2401 Eglin St., Rapid City, SD 57703 |  
(800) 416-8102 | info@nativepartnership.org 

Southwest Reservation Aid®

Service Area: Southwest Reservations (includes AZ, NM, UT, and CA)

The Southwest Reservation Aid® Program provides food, water, health products, and emergency services for Native American Elders, families, and children in need living on reservations in the Southwest. Due to the high rates of poverty, joblessness, and lack of resources in these remote areas, many Native Elders struggle to access the necessities of life. Additionally, Native Americans endure a legacy of healthcare disparities, leading to disproportionate disease rates. SWRA services help to ease some of these hardships. All services involve members from the Tribal communities we serve. These volunteers, along with our Program Partners, give their time and efforts to help their communities and in turn support our vision of strong, self-sufficient Native American communities.  

Services Offered

Elder Nutrition Centers (ENCs) and soup kitchens provide Native American Elders with hot lunches five days a week to ensure healthy, balanced meals. Although the ENCs may receive Federal funding, food supplies often run low by the end of the month, so the SWRA Food Service provides staple foods to help ensure Elders do not go hungry.

  

The SWRA Thanksgiving Service provides Native American Elders with a food box containing a turkey and all the fixings – enough food to feed a family of 6 – so they can enjoy a nutritious and uplifting holiday meal at home without stress.

Indian Health Services (IHS) clinics are inadequate and too distant for many reservation residents to access. In response, Tribal health programs offer preventative care, home health visits, and health education for Tribal members. We support Tribal health partners via the Healthy Living service, impacting the quality of life for 200,000 Native Americans each year with educational materials and incentives such as toilet paper, toothpaste, toothbrushes, lotion, soaps, cleaning supplies and more.

This nutrition-focused capacity building service is designed for professional cooks, cook aids, and local practitioners working in K-12 schools, Elderly Nutrition Centers, and soup kitchens. Designed around a six-month cohort focused on healthy cooking, food as medicine, and Native food history, it equips participants with the knowledge to prepare healthier meals and train others to do the same – building capacity within their communities.

SWRA supports community-wide emergency preparedness efforts to assist Tribal communities with planning, training, preparation, resource, and response strategies to mitigate disasters or environmental emergencies. We also build capacity through training on CPR, First Aid, AED, fire and smoke safety, life skills, and more.

Winters can be brutal on the reservation and access to goods and service is limited which poses an additional problem when emergencies arise. The Winter Box service provides Elders with basic necessities such as non-perishable food, candles, gloves, hats, blankets, water, flashlights, batteries and more to help prepare them for the winter months.

The SWRA Winter Fuel Service assists Native Elders who are at risk of being without heat in the winter by providing vouchers to help lower the cost of their electric, propane, or natural gas bill.

Holiday services through our SWRA program help reservation Program Partners spread holiday cheer at times when many families are experiencing more stress and disenfranchisement. Our holiday stockings for Elders are filled with practical items such as gloves, lotion, soap, crossword puzzles, books, batteries, socks, and more to meet immediate needs and provide relief through the holiday season.

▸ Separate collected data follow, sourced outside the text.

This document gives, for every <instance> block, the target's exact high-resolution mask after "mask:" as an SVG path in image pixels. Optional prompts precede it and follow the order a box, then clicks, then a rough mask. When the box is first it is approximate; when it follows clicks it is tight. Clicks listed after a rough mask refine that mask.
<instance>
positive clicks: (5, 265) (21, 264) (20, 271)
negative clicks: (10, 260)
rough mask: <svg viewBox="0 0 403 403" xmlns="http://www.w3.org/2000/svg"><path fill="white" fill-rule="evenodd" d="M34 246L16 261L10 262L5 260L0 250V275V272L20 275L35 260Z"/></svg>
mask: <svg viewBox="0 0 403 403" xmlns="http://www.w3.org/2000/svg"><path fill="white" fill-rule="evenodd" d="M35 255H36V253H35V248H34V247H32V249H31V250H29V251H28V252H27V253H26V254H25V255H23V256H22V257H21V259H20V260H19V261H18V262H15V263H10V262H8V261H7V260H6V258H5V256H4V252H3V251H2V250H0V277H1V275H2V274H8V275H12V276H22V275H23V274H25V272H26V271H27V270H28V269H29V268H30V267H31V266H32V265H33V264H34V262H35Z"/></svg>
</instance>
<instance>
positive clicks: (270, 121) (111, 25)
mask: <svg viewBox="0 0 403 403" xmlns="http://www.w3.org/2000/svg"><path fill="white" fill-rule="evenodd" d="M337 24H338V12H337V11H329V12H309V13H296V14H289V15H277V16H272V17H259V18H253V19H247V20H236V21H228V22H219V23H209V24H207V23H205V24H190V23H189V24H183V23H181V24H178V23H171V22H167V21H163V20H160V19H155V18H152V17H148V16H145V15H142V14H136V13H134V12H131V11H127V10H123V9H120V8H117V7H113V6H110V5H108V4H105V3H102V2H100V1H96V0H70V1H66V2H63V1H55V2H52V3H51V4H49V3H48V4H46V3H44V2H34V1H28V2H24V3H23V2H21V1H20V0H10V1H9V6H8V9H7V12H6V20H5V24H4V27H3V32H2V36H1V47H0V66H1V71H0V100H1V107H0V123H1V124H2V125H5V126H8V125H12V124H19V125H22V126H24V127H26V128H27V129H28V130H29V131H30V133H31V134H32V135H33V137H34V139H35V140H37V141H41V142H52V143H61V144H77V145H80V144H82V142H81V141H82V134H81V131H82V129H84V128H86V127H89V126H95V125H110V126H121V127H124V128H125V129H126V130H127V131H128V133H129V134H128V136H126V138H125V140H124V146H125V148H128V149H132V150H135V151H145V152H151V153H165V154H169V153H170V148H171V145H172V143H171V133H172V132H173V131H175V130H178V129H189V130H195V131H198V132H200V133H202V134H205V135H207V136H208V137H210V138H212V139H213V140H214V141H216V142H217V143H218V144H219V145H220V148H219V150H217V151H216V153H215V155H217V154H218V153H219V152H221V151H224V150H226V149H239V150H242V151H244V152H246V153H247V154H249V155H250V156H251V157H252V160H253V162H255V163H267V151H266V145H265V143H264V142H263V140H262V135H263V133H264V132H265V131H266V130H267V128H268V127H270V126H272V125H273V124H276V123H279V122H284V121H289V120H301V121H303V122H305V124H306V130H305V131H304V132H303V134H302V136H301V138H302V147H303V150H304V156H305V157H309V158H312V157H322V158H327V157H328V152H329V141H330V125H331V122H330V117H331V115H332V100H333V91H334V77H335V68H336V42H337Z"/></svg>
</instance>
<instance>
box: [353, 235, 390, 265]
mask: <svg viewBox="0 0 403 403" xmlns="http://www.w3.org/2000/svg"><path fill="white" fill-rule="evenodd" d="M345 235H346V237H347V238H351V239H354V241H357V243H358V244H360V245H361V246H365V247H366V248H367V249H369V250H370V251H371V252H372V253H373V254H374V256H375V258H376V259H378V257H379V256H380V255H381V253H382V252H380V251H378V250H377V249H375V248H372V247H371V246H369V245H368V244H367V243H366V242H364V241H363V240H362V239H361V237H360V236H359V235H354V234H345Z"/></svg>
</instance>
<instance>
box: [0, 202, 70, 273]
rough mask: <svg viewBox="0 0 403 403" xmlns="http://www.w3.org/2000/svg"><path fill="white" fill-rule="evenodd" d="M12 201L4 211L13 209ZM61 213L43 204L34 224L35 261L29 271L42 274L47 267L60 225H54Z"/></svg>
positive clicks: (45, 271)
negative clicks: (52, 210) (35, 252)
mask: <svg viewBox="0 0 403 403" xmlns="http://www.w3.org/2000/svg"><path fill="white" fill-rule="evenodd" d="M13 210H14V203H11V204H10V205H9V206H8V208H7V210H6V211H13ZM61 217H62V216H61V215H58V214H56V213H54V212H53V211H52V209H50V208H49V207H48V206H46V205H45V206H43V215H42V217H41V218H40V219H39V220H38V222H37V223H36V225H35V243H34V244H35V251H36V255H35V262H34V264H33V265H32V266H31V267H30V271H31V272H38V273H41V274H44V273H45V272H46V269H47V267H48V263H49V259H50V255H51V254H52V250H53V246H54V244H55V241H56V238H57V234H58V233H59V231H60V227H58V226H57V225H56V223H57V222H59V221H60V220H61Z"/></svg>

Quotes From Past Recipients

[The donors] don’t know how much it empowers us people, especially someone like me who is a single parent taking on five people in the home and doesn’t get any extra [financial support], but we’re making it. It lets us know there are still people there who care and want to help other people who are less fortunate or are really trying to make it. It’s a helping hand, and it feels nice. Not too many people want to do that. Thank you, I appreciate it so much.

Elena, Fort Yuma

Some of these guys are financially going through a lot, especially when they’re living out in remote areas, and this is their only resource where they can take a shower or get supplies

Queenie, Kayenta Senior Center Arizona

What [donors] give out really helps, and thanks for the donations to the Elders!

Frances, Tohono O’odham Nation

STATS

Only 26% of Native communities are within one mile from a supermarket, compared to 59% of all people living in the U.S. Native Americans are more likely to face hunger.
Food and water shortages exist year-round on the reservations, with 23% of Native families facing food insecurity.
Mainstream news coverage of disasters on the reservation is low, meaning outside aid is slow to come.
30% of the Navajo Nation lacks access to running water and must haul water. 22% can only access water by hauling it.